I won’t lie – this doesn’t feel right. Not for a long, long time have I, as an England fan, gone into a series of games in such a confident mood.
Probably not since the glory days of 2003 has there been such a feel-good factor around the most hated rugby nation in the world. To think that just a year ago we were licking our wounds after the humiliation of our own World Cup debacle, and now here we are looking with confidence at a run of games that could lead to an unbeaten year and the promise of more to come.
I remember standing in the Etihad Stadium at the final whistle against Uruguay and hearing a rendition of ‘Swing Low’ echo around the ground. I turned to my companion and said: “we’re winning the grand slam next year”.
There was a real sense of defiance amongst the supporters in the stadium, and right there and then I knew that it was going to get better.
I could not have foreseen what came next, however.
2016 has been nearly the perfect year for England under Eddie Jones. I was sceptical when he was first appointed, but am now more than happy to hold my hand up and say that I was completely wrong. A hard-fought grand slam and a completely unprecedented series win in Australia has brought the feel-good factor back to English rugby, and the best thing is it feels like there’s more to come.
My prediction for the grand slam was made in jest, but let’s be honest; with the squad and talent that England possess it wasn’t too much of a surprise. What was a total shock was the run of victories in Australia. After the first test, I think there was a feeling of revenge gained from the World Cup and a slight hope that maybe we could sneak another test win in the remaining games and take the series. But the players stood up and produced a defensive performance for the ages in the second test and then came out on top in a ding-dong battle in Sydney to clinch the most unexpected of series whitewashes.
So what next? Can England go on and win four more games and secure the perfect response to the horrendous spectacle we endured 13 months ago? On paper you would say yes. Four games at Twickenham and no sign of an All Black hoard coming along to ruin the party seems to point towards England getting the job done. The last few weeks, however, have thrown up so many injuries I’m surprised that England’s main shirt sponsor isn’t BUPA. This is Eddie Jones’ toughest test yet; trying to replace the injured players without breaking the momentum gained so far.
At least we have options. You would think that Joe Launchbury and Courtney Lawes, if fit, will come into the second row. This isn’t a bad couple of players to be playing back up at international level. And the general consensus seems to be that Chris Robshaw will switch to 7 to replace James Haskell, with an out-and-out 6 coming into his place. I’d love to see Robshaw continuing his heroic performances for England this year, in the shirt where we got so much criticism last year.
Among the backs there are more issues to be decided. Presumably Owen Farrell and George Ford will continue their partnership in midfield and, just like in the forwards, the players England can bring in to replace their injured stars on the wings are hardly bad options. Jonny May, Marland Yarde and Semesa Rokoduguni are all excellent replacements; Rokoduguni is in blistering form at the moment and deserves his chance in the team.
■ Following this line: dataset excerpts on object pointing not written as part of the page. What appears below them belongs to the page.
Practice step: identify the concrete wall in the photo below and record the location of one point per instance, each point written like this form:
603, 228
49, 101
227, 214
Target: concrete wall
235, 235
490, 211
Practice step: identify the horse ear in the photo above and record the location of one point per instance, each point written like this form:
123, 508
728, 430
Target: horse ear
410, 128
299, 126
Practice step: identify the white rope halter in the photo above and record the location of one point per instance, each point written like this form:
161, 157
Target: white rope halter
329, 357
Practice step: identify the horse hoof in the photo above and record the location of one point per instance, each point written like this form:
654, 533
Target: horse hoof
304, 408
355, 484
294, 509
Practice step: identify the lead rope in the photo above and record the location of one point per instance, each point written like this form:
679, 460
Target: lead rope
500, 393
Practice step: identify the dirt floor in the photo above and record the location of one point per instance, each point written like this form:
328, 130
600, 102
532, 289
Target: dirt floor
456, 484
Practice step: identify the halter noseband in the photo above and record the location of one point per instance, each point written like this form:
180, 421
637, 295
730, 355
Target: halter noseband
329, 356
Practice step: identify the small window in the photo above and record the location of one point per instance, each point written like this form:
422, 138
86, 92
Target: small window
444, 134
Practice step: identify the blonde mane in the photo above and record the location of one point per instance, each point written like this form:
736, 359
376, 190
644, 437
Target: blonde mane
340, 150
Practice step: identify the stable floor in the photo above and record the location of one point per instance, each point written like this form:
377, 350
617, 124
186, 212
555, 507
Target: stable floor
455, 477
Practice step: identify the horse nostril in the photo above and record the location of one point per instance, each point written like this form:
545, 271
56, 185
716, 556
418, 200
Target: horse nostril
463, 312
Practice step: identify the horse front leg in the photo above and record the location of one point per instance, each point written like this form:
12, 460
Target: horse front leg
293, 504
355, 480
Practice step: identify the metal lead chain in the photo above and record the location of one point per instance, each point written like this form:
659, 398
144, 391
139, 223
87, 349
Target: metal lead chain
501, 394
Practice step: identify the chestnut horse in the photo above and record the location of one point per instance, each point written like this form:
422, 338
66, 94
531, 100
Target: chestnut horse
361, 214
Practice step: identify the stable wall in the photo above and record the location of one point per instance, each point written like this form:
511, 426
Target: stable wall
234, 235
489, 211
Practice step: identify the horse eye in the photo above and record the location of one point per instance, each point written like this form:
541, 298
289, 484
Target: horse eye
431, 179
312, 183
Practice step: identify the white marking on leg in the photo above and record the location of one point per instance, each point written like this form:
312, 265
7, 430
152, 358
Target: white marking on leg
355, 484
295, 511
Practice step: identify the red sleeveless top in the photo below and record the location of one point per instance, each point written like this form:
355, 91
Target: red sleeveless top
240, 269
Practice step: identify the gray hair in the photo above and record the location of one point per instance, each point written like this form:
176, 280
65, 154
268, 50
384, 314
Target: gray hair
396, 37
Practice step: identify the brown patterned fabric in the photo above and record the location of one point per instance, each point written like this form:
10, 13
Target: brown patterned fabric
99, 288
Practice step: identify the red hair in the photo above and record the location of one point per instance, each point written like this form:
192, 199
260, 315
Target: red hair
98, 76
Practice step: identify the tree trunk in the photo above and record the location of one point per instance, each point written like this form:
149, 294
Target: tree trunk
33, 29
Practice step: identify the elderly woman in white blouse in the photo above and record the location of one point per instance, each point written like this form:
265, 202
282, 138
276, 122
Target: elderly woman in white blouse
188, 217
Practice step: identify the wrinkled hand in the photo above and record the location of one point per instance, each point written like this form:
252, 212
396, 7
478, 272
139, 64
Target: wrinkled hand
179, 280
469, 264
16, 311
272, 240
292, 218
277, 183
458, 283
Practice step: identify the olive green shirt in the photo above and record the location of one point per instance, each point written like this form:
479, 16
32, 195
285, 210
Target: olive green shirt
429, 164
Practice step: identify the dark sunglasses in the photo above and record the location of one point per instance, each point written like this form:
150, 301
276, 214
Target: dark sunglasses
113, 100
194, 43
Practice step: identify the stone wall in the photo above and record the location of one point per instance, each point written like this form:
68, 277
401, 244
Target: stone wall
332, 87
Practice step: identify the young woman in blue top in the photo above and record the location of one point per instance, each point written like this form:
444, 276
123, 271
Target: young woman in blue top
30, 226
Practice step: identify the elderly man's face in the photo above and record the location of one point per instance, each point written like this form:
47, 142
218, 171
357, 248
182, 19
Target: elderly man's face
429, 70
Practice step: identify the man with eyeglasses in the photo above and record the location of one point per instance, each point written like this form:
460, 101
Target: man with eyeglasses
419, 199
I believe that if England can beat South Africa in the first game then that will be such a boost that they will go on and win the remaining three games. A physical, bullying performance will get the Twickenham crowd on their feet and hopefully bring a first win against the Springboks in a decade.
In saying that, the toughest test may come against Argentina; a team that we don’t play very often and continue to improve with every year spent battling the world’s elite.
But England should win, we should complete an unbeaten year and we should definitely go in to 2017 with a great sense of promise, with pride re-established in a shirt that was severely lacking any this time a year ago.